А между тем дело было вовсе не в спокойствии города. Мятеж бушевал в округах Киевского и Виртембергского полков: в первом — с 12 июля, а во втором — с утра 13 июля. Из Виртембергского округа он перекинулся в соседний округ 4-го карабинерного полка.

Поселяне не без основания не верили в реальность угрозы со стороны города и продолжали привозить в город своих офицеров на суд 10-го рабочего баталиона — защитников народа, — такой ореол приобрели в глазах поселян мастеровые баталиона.

Вечером 13 июля пришел в Дубовицы генерал Эйлер с двумя баталионами карабинеров и восемью орудиями. Хотя генерал Эйлер мечтал отличиться подавлением восстания и приобрести репутацию чуть ли не спасителя трона, но ни личные его качества (по отзывам сослуживцев, он отличался жестокостью и необыкновенной трусостью), ни обстановка, которую он застал в округах поселений, не позволяли надеяться на скорое подавление восстания. Мятеж бушевал почти во всех округах 2-й поселенной дивизии, а 14 июля перекинулся в округа поселенной артиллерийской дивизии.
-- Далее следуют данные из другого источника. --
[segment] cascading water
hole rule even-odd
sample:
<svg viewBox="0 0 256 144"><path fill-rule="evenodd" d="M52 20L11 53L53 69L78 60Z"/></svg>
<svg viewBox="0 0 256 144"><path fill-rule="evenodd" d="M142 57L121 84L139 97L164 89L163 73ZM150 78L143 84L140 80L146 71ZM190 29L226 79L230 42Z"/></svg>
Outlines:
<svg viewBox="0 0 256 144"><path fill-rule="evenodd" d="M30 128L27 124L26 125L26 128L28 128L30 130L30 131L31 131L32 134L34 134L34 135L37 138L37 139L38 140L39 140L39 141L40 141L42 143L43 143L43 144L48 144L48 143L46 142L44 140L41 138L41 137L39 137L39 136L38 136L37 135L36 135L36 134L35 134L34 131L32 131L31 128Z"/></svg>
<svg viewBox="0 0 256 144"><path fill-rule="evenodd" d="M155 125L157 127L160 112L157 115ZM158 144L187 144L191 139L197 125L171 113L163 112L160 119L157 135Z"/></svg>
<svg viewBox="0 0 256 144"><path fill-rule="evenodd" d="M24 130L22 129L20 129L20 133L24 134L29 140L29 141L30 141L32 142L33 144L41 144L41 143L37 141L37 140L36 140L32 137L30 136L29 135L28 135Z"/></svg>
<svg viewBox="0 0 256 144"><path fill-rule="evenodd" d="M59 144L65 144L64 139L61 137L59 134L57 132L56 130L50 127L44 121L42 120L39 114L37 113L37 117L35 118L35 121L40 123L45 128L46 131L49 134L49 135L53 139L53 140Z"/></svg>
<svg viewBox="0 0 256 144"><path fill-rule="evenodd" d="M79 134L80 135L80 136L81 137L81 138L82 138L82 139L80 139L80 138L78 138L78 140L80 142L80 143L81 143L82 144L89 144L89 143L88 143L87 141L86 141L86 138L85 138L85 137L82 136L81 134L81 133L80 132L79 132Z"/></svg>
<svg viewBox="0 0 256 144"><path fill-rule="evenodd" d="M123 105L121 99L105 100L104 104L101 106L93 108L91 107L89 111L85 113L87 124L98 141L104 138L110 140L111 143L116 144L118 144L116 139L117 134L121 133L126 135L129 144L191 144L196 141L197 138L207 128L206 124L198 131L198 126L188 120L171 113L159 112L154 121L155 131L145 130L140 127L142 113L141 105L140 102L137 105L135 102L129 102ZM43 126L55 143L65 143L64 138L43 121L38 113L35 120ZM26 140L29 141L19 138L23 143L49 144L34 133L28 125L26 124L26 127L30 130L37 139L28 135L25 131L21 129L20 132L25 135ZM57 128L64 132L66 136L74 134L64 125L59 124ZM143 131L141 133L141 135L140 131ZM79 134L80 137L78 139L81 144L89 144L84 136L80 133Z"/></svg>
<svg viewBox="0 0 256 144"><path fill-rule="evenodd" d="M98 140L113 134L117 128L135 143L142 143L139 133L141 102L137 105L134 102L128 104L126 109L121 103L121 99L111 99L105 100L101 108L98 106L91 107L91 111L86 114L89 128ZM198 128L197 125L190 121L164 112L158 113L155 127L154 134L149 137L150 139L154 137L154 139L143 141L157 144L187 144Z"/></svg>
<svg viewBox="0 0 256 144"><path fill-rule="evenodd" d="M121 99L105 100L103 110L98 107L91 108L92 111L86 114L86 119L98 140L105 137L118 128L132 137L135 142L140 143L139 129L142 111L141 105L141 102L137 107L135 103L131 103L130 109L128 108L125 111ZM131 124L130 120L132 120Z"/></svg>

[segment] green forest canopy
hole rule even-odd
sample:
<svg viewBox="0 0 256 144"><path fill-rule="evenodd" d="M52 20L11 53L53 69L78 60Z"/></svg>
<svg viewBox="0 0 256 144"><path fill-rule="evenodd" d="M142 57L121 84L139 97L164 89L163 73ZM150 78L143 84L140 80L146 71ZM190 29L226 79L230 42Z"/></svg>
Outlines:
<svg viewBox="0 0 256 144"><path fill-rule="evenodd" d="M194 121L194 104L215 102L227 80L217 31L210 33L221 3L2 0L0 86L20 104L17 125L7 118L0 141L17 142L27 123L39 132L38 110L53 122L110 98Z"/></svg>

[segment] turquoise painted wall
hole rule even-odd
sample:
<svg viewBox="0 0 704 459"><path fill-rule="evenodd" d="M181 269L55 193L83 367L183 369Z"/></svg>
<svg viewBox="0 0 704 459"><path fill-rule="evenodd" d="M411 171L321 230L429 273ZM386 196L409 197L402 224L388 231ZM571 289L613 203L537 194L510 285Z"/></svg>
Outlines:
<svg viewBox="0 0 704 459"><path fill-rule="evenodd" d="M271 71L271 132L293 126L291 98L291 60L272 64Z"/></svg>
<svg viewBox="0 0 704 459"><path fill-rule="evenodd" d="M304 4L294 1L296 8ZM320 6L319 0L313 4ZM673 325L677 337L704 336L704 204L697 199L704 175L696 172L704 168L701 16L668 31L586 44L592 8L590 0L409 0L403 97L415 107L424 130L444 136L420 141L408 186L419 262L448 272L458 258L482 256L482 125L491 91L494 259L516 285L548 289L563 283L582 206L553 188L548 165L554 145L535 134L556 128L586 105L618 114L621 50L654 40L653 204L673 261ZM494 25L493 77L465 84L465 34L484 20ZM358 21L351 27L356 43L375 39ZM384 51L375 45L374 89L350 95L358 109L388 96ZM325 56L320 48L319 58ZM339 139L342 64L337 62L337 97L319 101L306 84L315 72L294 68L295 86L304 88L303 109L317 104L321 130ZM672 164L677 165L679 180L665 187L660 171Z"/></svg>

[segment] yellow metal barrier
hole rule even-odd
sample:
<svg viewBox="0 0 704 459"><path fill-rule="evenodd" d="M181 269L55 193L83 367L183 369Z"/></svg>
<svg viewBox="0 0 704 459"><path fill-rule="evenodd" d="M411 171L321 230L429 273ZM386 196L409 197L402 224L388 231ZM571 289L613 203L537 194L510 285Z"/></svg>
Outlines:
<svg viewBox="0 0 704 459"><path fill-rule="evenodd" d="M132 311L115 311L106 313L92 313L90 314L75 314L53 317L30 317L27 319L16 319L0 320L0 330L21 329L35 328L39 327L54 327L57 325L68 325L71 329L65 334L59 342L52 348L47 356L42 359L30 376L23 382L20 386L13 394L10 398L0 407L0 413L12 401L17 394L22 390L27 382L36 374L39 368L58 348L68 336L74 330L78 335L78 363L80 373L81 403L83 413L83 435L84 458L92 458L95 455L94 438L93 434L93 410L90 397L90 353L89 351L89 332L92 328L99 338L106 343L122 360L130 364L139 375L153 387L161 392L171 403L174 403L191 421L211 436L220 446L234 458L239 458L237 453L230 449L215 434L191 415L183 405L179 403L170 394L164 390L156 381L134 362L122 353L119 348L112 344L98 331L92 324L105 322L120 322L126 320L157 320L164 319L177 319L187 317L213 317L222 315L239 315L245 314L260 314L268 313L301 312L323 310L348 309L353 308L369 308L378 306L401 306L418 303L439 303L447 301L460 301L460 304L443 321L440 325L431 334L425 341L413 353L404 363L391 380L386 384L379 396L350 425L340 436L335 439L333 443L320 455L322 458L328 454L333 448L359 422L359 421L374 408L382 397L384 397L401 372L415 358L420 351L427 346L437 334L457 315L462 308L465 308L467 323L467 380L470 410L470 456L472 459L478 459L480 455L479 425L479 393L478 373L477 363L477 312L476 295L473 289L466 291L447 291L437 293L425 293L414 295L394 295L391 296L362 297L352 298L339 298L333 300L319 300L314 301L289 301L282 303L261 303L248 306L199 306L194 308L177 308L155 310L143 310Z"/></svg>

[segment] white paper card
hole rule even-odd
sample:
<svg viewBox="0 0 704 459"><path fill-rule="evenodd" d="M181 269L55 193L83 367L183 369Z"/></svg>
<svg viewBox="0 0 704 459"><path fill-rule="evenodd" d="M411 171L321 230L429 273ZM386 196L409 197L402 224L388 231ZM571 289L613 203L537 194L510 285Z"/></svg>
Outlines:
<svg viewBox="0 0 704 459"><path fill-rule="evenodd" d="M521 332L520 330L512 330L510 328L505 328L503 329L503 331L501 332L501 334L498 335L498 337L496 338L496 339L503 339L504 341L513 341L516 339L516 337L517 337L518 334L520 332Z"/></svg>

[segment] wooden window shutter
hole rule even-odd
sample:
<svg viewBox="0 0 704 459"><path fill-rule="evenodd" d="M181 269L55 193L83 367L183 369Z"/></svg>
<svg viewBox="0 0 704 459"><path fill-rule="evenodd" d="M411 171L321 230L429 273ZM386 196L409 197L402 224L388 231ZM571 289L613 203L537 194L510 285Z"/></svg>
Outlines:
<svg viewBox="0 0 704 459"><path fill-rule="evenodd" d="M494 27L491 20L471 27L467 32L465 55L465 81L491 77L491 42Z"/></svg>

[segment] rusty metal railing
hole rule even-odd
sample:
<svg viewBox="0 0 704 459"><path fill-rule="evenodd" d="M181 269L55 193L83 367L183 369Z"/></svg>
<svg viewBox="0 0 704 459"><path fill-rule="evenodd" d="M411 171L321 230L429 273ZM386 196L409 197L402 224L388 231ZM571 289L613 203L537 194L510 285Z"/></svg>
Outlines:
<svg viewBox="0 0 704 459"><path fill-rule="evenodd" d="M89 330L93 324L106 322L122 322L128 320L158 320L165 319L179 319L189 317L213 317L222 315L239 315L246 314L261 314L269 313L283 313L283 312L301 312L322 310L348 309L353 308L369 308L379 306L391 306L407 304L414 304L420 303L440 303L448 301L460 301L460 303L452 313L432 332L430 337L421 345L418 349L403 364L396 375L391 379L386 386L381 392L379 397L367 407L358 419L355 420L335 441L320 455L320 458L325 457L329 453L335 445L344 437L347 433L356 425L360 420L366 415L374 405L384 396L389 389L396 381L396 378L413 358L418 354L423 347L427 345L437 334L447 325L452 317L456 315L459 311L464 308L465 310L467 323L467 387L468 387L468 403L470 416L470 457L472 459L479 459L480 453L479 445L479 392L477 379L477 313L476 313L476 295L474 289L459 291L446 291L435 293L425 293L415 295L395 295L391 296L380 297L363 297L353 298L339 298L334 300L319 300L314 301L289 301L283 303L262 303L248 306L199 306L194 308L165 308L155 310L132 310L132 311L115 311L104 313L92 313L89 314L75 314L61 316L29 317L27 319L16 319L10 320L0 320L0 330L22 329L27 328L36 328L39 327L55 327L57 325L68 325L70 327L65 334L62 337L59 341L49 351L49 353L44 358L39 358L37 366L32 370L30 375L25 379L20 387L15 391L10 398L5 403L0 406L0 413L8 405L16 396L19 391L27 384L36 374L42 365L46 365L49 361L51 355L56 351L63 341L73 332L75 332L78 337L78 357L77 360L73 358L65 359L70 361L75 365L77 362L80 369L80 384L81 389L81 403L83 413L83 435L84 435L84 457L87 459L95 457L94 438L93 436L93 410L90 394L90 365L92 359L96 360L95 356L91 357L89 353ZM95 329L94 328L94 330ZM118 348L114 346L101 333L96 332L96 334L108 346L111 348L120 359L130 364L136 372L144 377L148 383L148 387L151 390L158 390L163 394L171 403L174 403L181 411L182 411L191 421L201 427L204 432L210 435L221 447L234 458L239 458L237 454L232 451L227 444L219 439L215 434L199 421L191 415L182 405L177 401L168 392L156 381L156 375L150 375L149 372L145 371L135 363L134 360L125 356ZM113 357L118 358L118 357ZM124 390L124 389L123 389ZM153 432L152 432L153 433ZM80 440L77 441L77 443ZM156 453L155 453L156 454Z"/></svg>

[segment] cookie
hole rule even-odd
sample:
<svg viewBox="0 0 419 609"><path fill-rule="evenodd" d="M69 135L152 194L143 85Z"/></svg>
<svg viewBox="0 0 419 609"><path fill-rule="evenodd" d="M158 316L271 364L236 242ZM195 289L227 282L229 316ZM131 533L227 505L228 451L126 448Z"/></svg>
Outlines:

Генерал Эйлер не только не пошел усмирять мятеж в округах дивизий, но даже не вступил с своими баталионами в город, как обещал царю.



А между тем силы правительственных войск были весьма значительны, поселяне же не имели не только артиллерии, но и вообще сносного вооружения. Но страх перед поселянами был настолько велик, что, имея одиннадцать кадровых баталионов и артиллерию, генерал Эйлер считал себя недостаточно сильным, чтобы приступить к усмирению восстания, и потому приказал баталионам 8-й пехотной дивизии, не принадлежавшей к поселенному корпусу, форсированно идти с карантинной линии в Дубовицы. У царя же он просил еще несколько эскадронов кавалерии. Впрочем и эта «письменная» деятельность генерала Эйлера скоро закончилась.

15 июля свершилось событие, которое имело решающее значение для дальнейшего поведения трусливого генерала: он получил известие, что в тылу его войск, по дороге на Новгород, в селе Коростыне, восстали поселяне Барклаевского полка[8]. Генерал Томашевский, выступивший против восставших с двухбаталионным отрядом и артиллерией, донес генералу Эйлеру, что входившие в состав его отряда артиллеристы и баталион Аракчеевского полка отказались повиноваться и действовать против поселян, и сам генерал едва не попал в плен к поселянам.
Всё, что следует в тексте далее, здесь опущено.